Is homogenized milk as harmful as cigarettes?
The lump has disappeared, but the fat particles in milk are now so tiny that they can pass through the intestinal wall and cause allergy reactions. Consumption of homogenized milk carries a twenty-fold higher risk of triggering an allergy than consumption of untreated milk. In addition to the fine fat particles, an enzyme also migrates from the milk into the bloodstream, which can clog the arteries and cause high blood pressure. Conventional dairy cows are now fed a cheap ready-made feed instead of grass or hay. For financial reasons, they are now imported from third world countries. The use of pesticides is now the order of the day. Multinational pharmaceutical companies from Germany, Switzerland, the United States and other industrial nations are exporting these toxins at a profit to poor countries. Insecticides and herbicides are widely used in animal feed crops. Because toxins accumulate in animals, meat contains on average 14 times more pesticides than plant foods, while dairy products contain another 5.5 times more.
There is a so-called maximum quantity regulation for milk in which about 300 different poisons are listed that must actually be constantly monitored for their presence. However, the state milk control authorities do not even test milk for about 100 officially known toxins. No thought is lost on poisons that have not yet been registered.
Iodized milk used as a disinfectant
Modern dairy cows have to produce a huge amount of milk every year and the udder tissue and mammary glands are completely overloaded. Cow-unfriendly milking machines still contribute to the fact that today's cows are constantly suffering from udder inflammation.
Iodine is used not only for disinfecting rooms and machines, but also for the specific treatment of udders. The blood-red remedy, which causes great pain when the wounds are open, is applied directly to the udder. Today, microorganisms hardly penetrate the milk any more, but iodine does.
Genetically modified milk and crack for cows
The first genetically modified food to be widely marketed in the United States was milk. It contained a genetically manipulated growth hormone for cattle. Crack is a mixture of drugs containing cocaine and RBGH was nicknamed that because it stimulates cows. It causes dairy cows to increase their milk production by 30%.
The FDA or the Food and Drug Administration has declared this genetically manipulated milk safe for human consumption, although various independent scientists have warned against RBGH. It is said to promote the formation of another hormone that stimulates unnatural cell division in humans who consume milk and prevents natural cell death, both characteristics of cancer cells.

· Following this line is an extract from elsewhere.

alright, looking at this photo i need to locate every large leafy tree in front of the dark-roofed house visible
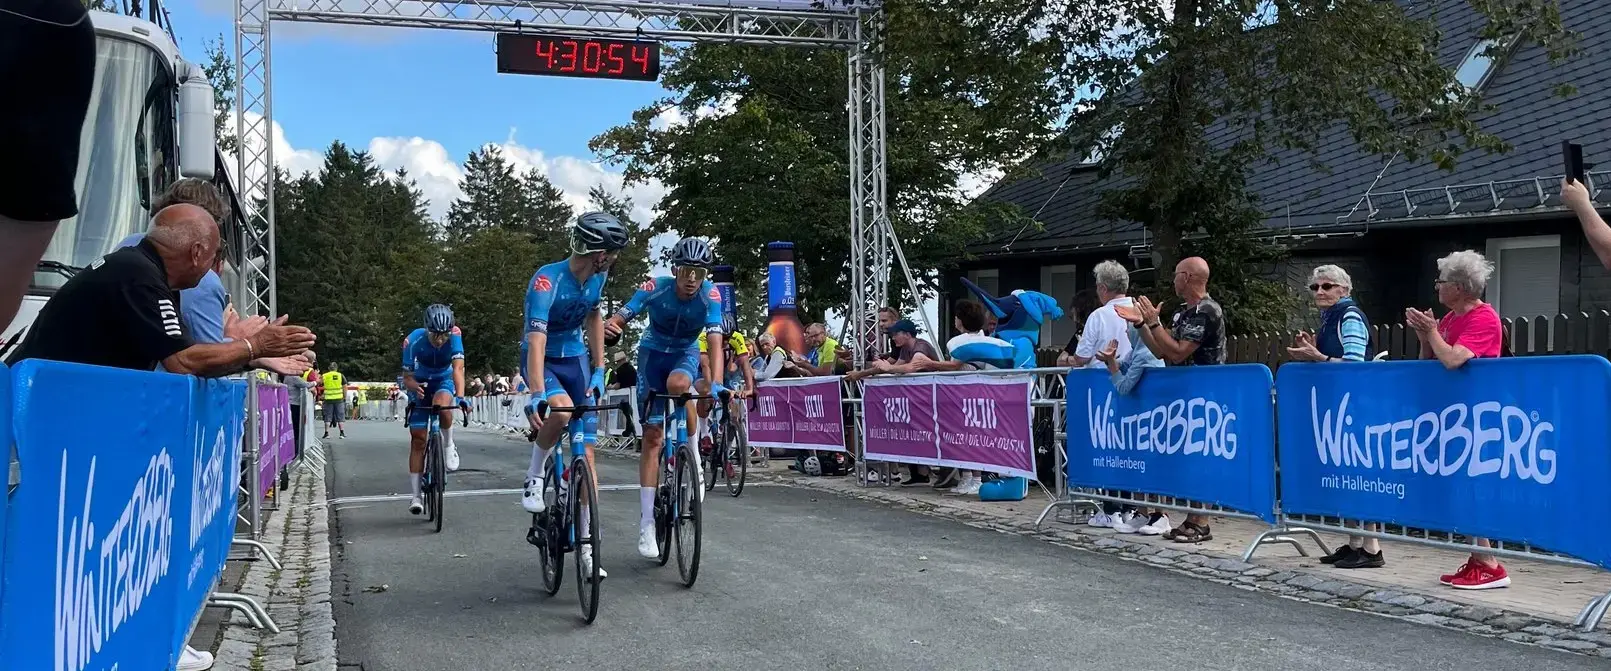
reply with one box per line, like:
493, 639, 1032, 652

Unlimited use of antibiotics
But even without the warnings of these scientists, U.S. dairy farmers soon realized what the new hormone was doing to them. Cows suffered more severe hoof, joint and udder infections. Farmers had to constantly resort to antibiotic injections. But in doing so, they risked exceeding the allowable limit for antibiotics in milk.
Before the farmers could take all their packets of RBGH to the hazardous waste incinerator in a fit of rage, the FDA moved quickly. It quickly changed the allowable limit for antibiotics in milk and increased it 100 times. RBGH can now be given without concern, as there is no longer a need to spare with antibiotics for the infectious diseases that follow.
At that time, people were thinking about how best to label genetically manipulated foods. Milk could be sold publicly without labeling, but with up to 100 times the dose of antibiotics. So if the calf is fed exclusively pasteurized, ultra-high temperature, homogenized milk, it will get sick and die within six months.